Mom freak out moment. He pops his head out of his room and proudly tells me he turned off the shower and got dressed. I am shocked and surprised and excited he is starting to do things out of order.
Then he tells me he is still wet because I didn’t hand him his towel. The towel rack is kid height (we live in a handicapped accessible house on post) and is a foot away from the shower. How can you not just reach over and grab it!!! Shm.
The moment when you realize it’s not just baby drool that landed on your arm. It’s copious amounts of baby poop.
SB was VERY hungry at the Mexican restaurant last night. She ate a serving of rice and a double portion of beans and a tomato. Which apparently made its return this morning in the form of nasty smelling poo.

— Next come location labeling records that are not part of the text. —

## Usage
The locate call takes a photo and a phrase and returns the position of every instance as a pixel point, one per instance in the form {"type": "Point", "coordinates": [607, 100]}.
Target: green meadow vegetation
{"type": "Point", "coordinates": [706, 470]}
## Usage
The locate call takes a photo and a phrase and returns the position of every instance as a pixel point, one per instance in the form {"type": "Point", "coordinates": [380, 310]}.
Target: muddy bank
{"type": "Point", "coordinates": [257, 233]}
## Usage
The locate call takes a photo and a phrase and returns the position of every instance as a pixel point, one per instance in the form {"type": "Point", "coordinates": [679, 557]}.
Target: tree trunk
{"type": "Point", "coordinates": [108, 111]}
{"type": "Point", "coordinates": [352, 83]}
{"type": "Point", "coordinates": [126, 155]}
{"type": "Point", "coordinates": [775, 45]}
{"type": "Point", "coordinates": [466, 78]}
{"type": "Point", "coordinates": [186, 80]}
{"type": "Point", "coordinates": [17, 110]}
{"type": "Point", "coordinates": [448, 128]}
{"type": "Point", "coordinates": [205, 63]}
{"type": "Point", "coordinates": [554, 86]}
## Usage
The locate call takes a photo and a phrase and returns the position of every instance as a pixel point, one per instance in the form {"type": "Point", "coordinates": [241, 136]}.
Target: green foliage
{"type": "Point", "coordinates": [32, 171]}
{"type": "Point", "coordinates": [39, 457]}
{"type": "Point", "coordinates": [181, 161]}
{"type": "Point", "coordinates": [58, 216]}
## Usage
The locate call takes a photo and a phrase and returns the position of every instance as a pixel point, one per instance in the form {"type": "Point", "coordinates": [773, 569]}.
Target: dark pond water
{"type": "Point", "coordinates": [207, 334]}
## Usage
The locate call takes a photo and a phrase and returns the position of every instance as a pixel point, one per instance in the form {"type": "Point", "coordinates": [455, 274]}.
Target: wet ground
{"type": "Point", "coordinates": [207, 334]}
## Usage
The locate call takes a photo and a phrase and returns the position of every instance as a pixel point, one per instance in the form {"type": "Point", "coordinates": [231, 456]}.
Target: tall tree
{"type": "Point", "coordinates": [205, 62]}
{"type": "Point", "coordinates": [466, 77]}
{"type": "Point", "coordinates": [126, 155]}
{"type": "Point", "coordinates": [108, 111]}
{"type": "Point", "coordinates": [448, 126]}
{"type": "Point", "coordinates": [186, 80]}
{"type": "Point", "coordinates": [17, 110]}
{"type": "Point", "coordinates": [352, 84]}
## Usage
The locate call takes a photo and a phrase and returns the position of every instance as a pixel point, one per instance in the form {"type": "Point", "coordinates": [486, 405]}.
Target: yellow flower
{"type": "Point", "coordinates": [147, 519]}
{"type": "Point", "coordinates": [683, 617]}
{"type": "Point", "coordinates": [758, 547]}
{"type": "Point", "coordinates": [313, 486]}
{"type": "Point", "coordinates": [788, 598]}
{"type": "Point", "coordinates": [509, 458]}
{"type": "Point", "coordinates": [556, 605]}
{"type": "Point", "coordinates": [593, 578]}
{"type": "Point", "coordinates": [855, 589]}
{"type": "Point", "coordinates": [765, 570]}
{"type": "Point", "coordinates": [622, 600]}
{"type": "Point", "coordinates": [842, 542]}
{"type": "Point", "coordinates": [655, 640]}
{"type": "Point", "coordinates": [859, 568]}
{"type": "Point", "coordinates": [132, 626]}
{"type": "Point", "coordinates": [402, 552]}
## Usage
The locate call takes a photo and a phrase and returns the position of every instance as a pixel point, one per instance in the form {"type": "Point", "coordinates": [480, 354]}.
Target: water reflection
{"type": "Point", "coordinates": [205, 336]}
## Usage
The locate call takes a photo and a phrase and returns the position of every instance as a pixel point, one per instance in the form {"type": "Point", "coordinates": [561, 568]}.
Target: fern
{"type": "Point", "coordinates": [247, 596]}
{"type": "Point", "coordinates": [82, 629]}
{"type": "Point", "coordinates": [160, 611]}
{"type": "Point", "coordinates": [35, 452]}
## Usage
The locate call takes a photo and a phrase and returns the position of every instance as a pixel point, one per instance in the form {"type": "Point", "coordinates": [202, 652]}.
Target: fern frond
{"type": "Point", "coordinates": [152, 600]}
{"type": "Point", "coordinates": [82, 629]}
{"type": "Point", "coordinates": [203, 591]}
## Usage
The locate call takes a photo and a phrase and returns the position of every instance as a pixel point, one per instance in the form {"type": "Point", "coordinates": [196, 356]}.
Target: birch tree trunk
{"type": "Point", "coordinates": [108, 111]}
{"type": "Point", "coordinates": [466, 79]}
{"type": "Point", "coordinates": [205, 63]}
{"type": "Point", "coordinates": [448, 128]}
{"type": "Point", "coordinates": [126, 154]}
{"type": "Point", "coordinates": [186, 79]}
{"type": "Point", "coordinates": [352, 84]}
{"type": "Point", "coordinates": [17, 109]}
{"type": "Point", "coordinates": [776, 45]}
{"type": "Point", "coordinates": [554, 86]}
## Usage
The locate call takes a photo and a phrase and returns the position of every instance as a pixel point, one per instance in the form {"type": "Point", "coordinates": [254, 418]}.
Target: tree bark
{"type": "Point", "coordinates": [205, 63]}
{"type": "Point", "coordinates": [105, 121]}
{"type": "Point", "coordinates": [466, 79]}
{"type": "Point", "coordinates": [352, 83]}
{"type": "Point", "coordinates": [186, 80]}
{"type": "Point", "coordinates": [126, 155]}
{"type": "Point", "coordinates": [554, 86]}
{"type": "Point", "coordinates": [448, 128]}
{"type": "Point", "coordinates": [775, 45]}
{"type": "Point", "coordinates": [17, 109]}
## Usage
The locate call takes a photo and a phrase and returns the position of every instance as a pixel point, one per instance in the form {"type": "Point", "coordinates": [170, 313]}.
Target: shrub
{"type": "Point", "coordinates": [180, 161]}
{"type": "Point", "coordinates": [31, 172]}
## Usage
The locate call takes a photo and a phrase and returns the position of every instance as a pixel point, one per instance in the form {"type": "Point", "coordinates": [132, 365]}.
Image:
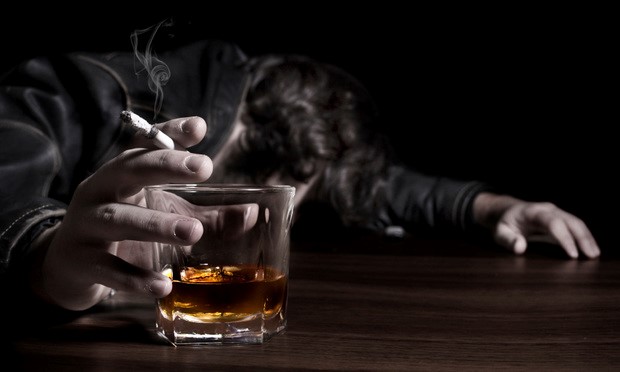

Just imagine opening the nursery door and seeing a happy and smiling baby eager to see you and play. You lift her up and then pull her close giving her smooches and then you feel it; a wet sensation on your arm. You brush the feeling out of your mind. You’ve had three kids, a little drool is nothing to scoff at. And proceed to change and dress said happy smiling baby. And then the smell hits you. Like a smack in the face. Or in the case, a smack of poop hitting you ok the arm. As I looked down I saw the tomatoes… from last night. Insert loud high pitched girly screaming and you have my reaction.
And there you have it. My Friday morning. Seems these “The Moment When…” posts are becoming a regular thing. Hope you enjoy me sacrificing my perfect picture of mommydom to giving you all too realistic episodes of how real mommies live.